Midterm elections are fairly predictable for presidents in their sixth year in office. Their party nearly always gets trounced by the opposition.
So it’s not terribly surprising that Republicans beat Democrats badly last night. What is shocking is the way and where they did it.
For starters, who would dream that Mitch McConnell, not the most beloved politician even in his home state, would win with double digits? To say it wasn’t even close is an understatement. His overwhelming victory set the stage for the rest of the evening. While Scott Brown fell short in New Hampshire, he still came close to unseating Jeanne Shaheen. The fact that we’re still talking about the Virginia Senate race this morning speaks volumes about the extent of the overall Republican victory. Imagine what might have happened in Virginia if Republicans actually put money into that race.
That’s not all.
Republicans increased their House majority more than predicted. In fact, in the next Congress they’ll hold their largest majority versus the Democrats since 1948. Yes, 1948. Harry Truman was president, folks. That is indeed historic.
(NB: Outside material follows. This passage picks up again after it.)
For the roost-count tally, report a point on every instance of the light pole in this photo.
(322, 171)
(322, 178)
In governors races, Republicans won the close contests. In Wisconsin, Scott Walker won a second term in his third election (another record). Charlie Baker will be the next governor of Massachusetts of all places which will make the daily flood of requests for fundraising dollars and help for his campaign into my Inbox that I received over the past several months now seem worthwhile and not needlessly a bit annoying. Greg Abbott rolled right over Wendy Davis (which I don’t feel is an inappropriate way to describe the victory–she famously brought up the wheelchair–it’s fitting that her campaign went down in flames). And the ultimate slap down for Democrats last night? They lost the governor’s race in Maryland. Not only is that state a bastion of progressive Democrat politics, but it was regarded as so safe that Obama was even invited to campaign there.
Last night was historic in other ways. Joni Ernst, who is indeed attractive but looks nothing like Taylor Swift, is the first woman elected statewide in Iowa. In South Carolina, Senator Tim Scott is the first African American elected to the United States Senate to represent a southern state since Reconstruction. Finally, Sam Brownback managed to hold onto the governor’s chair in Kansas and truly give his conservative experiment in that state a chance to succeed.
Achieving such an overwhelming victory is indeed sweet, but now comes the heavy lifting. Republicans need to turn last night’s victories into a strong platform the party standard bearer for president can run on in 2016.